Install the package:
Create an eval folder in your project:
By default, the runner discovers files with these suffixes:
*.dataset.ts
*.test-case.ts
*.evaluator.ts
*.run-config.ts
Create a Dataset
Datasets do not contain cases directly. They select discovered TestCase exports by tags and/or file paths.
// src/evals/smoke.dataset.ts
import { Dataset } from '@m4trix/evals';
export const smokeDataset = Dataset.define({
name: 'smoke',
displayName: 'Smoke Suite',
includedTags: ['smoke'],
});
name is the stable id used by discovery and CLI commands. Use displayName for a human-facing label.
Add Test Cases
Test cases provide typed input, optional expected output, and optional tags.

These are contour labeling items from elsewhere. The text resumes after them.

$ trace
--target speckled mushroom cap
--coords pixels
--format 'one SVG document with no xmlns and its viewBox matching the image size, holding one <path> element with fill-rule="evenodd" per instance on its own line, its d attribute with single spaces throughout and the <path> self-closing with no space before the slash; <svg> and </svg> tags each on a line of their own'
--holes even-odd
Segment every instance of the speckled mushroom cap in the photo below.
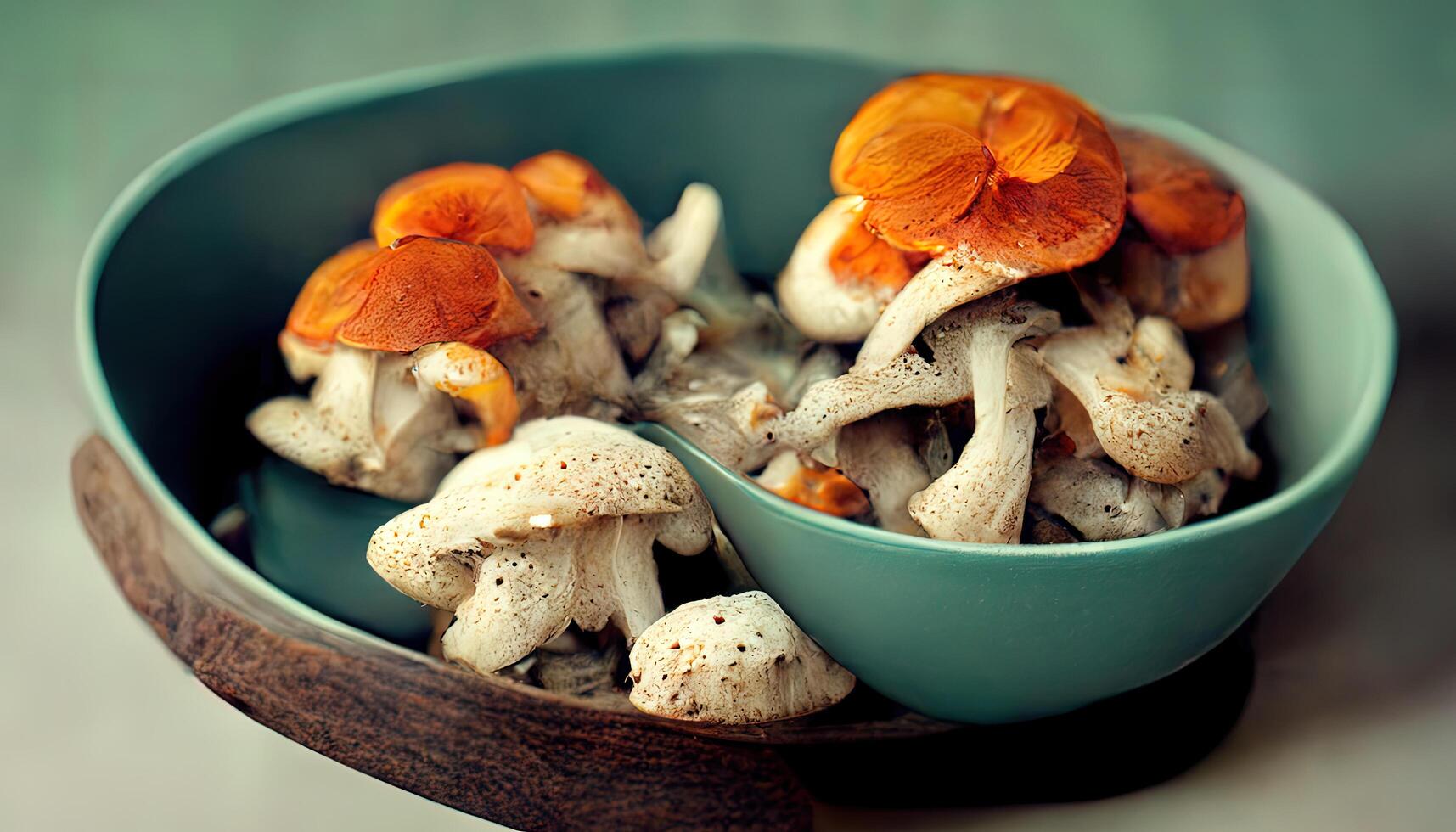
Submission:
<svg viewBox="0 0 1456 832">
<path fill-rule="evenodd" d="M 799 332 L 815 341 L 862 340 L 910 281 L 913 261 L 863 223 L 865 201 L 839 197 L 799 235 L 773 290 Z"/>
<path fill-rule="evenodd" d="M 638 710 L 743 724 L 799 717 L 849 695 L 855 676 L 761 592 L 684 603 L 632 647 Z"/>
<path fill-rule="evenodd" d="M 409 353 L 444 341 L 486 348 L 536 331 L 486 249 L 434 238 L 371 254 L 365 245 L 345 248 L 309 277 L 288 332 L 314 345 Z"/>
<path fill-rule="evenodd" d="M 662 615 L 652 543 L 696 554 L 712 510 L 683 465 L 581 417 L 523 424 L 435 497 L 380 526 L 367 558 L 402 593 L 456 613 L 444 656 L 482 673 L 575 621 L 636 638 Z"/>
<path fill-rule="evenodd" d="M 1211 393 L 1190 389 L 1192 360 L 1165 318 L 1133 322 L 1121 299 L 1092 326 L 1050 335 L 1038 354 L 1086 408 L 1102 450 L 1134 476 L 1175 484 L 1210 468 L 1252 478 L 1259 459 Z"/>
</svg>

// src/evals/smoke.test-case.ts
import { S, TestCase } from '@m4trix/evals';
const inputSchema = S.Struct({ prompt: S.String });
const outputSchema = S.Struct({ expectedMinScore: S.Number });
export const greetingCase = TestCase.describe({
name: 'greeting',
displayName: 'Friendly greeting',
tags: ['smoke'],
inputSchema,
input: { prompt: 'Write a warm one-sentence greeting.' },
outputSchema,
output: { expectedMinScore: 70 },
});
You can export one case at a time or export an array of TestCase.describe(...) results.
Add an Evaluator
Evaluators receive the resolved case input, optional expected output, middleware context, and run metadata. Return scores and optional metrics.

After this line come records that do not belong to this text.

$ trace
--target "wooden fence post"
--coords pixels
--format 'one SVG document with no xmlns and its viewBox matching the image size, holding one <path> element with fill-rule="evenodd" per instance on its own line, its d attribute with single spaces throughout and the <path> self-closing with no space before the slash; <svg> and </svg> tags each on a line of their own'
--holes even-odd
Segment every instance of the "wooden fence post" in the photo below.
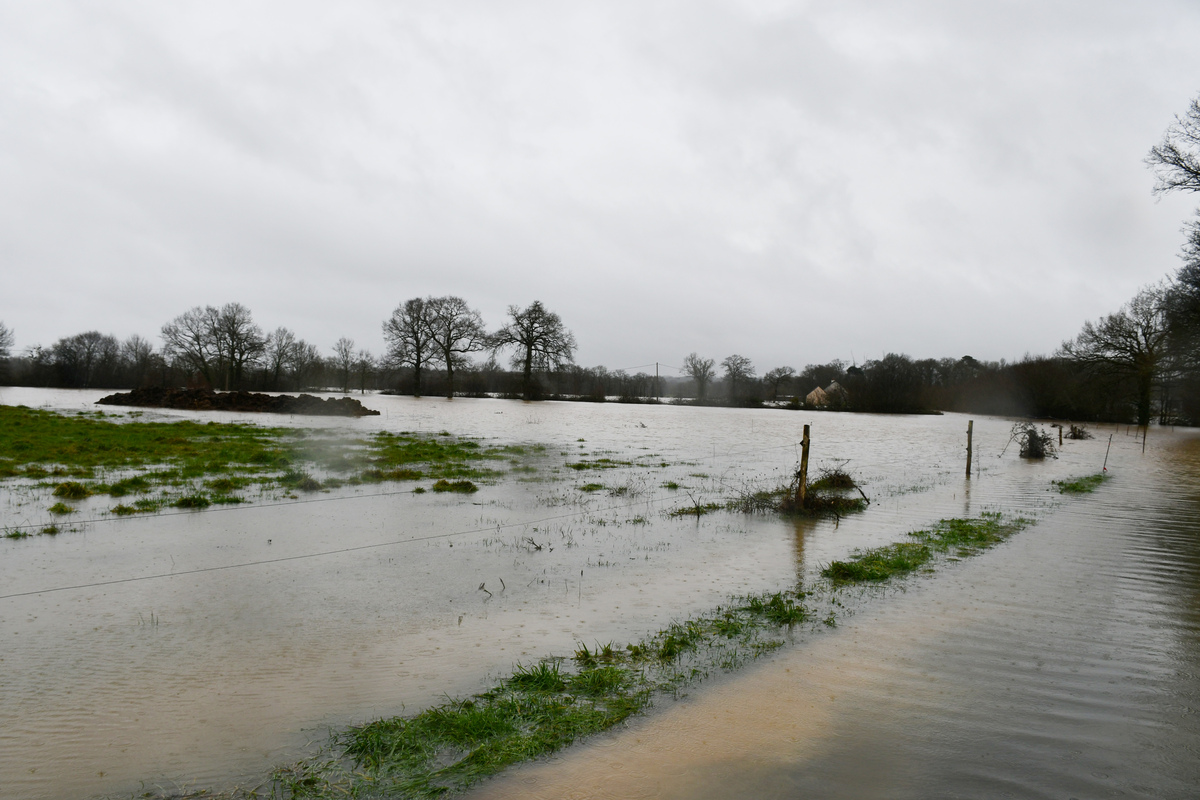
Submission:
<svg viewBox="0 0 1200 800">
<path fill-rule="evenodd" d="M 803 509 L 809 493 L 809 426 L 804 426 L 804 438 L 800 439 L 800 485 L 796 487 L 796 507 Z"/>
<path fill-rule="evenodd" d="M 967 420 L 967 480 L 971 480 L 971 438 L 974 434 L 974 420 Z"/>
</svg>

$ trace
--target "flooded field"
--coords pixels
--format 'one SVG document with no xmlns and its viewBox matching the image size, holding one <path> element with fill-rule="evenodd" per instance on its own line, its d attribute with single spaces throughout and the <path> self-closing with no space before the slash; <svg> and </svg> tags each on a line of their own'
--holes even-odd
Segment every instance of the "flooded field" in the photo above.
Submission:
<svg viewBox="0 0 1200 800">
<path fill-rule="evenodd" d="M 0 389 L 0 404 L 92 410 L 101 395 Z M 364 402 L 382 415 L 142 419 L 450 432 L 521 451 L 470 495 L 382 483 L 128 518 L 97 497 L 65 523 L 76 530 L 0 541 L 0 798 L 257 783 L 330 728 L 992 510 L 1038 523 L 904 591 L 851 593 L 836 627 L 797 630 L 480 795 L 1188 796 L 1200 780 L 1195 431 L 1154 429 L 1142 455 L 1105 427 L 1027 463 L 1015 446 L 998 457 L 1010 421 L 977 419 L 967 485 L 958 415 Z M 853 474 L 865 513 L 670 516 L 785 481 L 804 423 L 815 471 Z M 1114 479 L 1055 492 L 1099 471 L 1114 432 Z M 0 524 L 49 519 L 44 489 L 0 487 Z"/>
</svg>

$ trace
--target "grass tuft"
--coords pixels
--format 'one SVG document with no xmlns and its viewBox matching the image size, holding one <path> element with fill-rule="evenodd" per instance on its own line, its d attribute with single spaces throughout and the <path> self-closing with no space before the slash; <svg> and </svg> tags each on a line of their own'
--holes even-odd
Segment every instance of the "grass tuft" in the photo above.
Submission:
<svg viewBox="0 0 1200 800">
<path fill-rule="evenodd" d="M 54 497 L 67 500 L 83 500 L 91 497 L 91 489 L 78 481 L 66 481 L 54 487 Z"/>
<path fill-rule="evenodd" d="M 445 479 L 438 480 L 433 485 L 434 492 L 460 492 L 462 494 L 472 494 L 479 491 L 479 487 L 470 481 L 448 481 Z"/>
<path fill-rule="evenodd" d="M 1058 494 L 1091 494 L 1106 480 L 1109 480 L 1108 473 L 1097 473 L 1068 481 L 1052 481 L 1052 483 L 1058 487 Z"/>
</svg>

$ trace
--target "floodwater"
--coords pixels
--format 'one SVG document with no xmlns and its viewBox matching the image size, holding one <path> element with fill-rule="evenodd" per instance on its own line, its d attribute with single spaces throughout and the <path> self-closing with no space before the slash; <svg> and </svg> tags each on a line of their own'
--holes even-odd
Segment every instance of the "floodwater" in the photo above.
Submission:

// src/evals/quality.evaluator.ts
import { Evaluator, S, latencyMetric, percentScore, tokenCountMetric } from '@m4trix/evals';
const inputSchema = S.Struct({ prompt: S.String });
const outputSchema = S.Struct({ expectedMinScore: S.Number });
export const qualityEvaluator = Evaluator.use({
name: 'withModel',
resolve: () => ({ model: 'demo-model' }),
})
.define({
name: 'quality',
displayName: 'Quality',
inputSchema,
outputSchema,
scoreSchema: S.Struct({ scores: S.Array(S.Unknown) }),
tags: ['smoke'],
})
.evaluate(async ({ input, output }) => {
const startedAt = Date.now();
const value = Math.min(100, input.prompt.length * 3);
return {
scores: [
percentScore.make(
{ value },
{ definePassed: (data) => data.value >= (output?.expectedMinScore ?? 50) },
),
],
metrics: [
tokenCountMetric.make({ input: input.prompt.length, output: 20 }),
latencyMetric.make({ ms: Date.now() - startedAt }),
],
};
});
Use createError(...) inside evaluate when a failed evaluator should include structured error details in the artifact.
Add a Run Config
Run configs group one or more dataset/evaluator jobs under a stable name.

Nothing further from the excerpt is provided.